Price is likely to be the overriding factor in GSA's evaluation of contract bids, most telecom analysts agree.
Johnson's biggest challenge probably will come after the contracts are awarded. Networx Universal winners will be announced in July, Enterprise in September. Bad memories fester of a botched governmentwide telecom contract transition in 2001. "We're planning to conduct transition as efficiently as it can be conducted," Johnson assured an industry luncheon audience in late October.
GSA hired McLean, Va.-based consultancy Booz Allen Hamilton to help the agency and its clients switch from the old telecom contract to Networx. "When you think about how a large agency operates in the telecommunications environment-whether they have local or distributed billing, what authorities are centralized throughout the agency, how they structure their hierarchy codes and billing-all these things are details that need to be worked through and understood," says John Feeney, principal at Booz Allen. Planning for the transition began well over a year ago, according to Johnson.
Because Networx is not mandatory for agencies, it faces competition within the government, most notably from the Treasury Communications Enterprise, which the Treasury Department recently revived after its apparent death last May. Treasury officials have said GSA is unable to meet its communications needs, an argument that Johnson rejects. "We could have met Treasury's technical requirements," he says. "[The department] didn't want to come to us because of time considerations."
Treasury's decision to go it alone probably raised Networx's services price, enterprise detractors say. "But, there is so much volume on the current FTS contracts that I don't think it's a significant risk," Johnson says.
Another potential competitor is the Defense Department's Global Information Grid Bandwidth Expansion program. As Defense begins relying on digitally transmitted Voice over Internet Protocol for phone service, the department likely will cut back its use of GSA contracts, consultant Suss says. Defense is a major customer of FTS 2001 voice services. The challenge is long term rather than immediate, Suss says, but it "will create a hole for GSA."
But the Pentagon still will rely somewhat on GSA, some government analysts say. GIG network nodes end at military locations, so Defense officials would need a mechanism to communicate with the outside world.
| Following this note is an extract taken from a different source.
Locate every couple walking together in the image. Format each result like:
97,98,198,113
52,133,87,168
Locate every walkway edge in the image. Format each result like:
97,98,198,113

The Defense Information Systems Agency had no comment.
Industry insiders also have wondered about the potential for duplication between Networx and another major procurement GSA is prepping, the $65 billion Alliant and Alliant SB contracts for information technology services.
In a letter to then-GSA administrator Perry in April, Rep. Tom Davis, R-Va., said he worried that the two programs would lead to confusion over where to buy IT services. Since then, GSA has delayed issuing the Alliant request for proposals in order to rethink the program. The agency also named Johnson as the executive in charge of Alliant, a step that allayed some of Davis' fears. Overlap between the two programs will inevitably exist. "The key is to manage the programs so the common elements are complementary," says Davis spokes-man Drew Crockett.
In Congress, scrutiny promises to be tight as long as Davis remains in office and chairs the House Government Reform Committee. The congressman says he will run for reelection in 2006, despite reports that he was considering returning to the private sector. Davis initially approached Networx with some skepticism, but now supports the program. Crockett says Davis "believes GSA has the capacity and capability to pull this off as long as GSA's management continues its solid focus on the tasks at hand."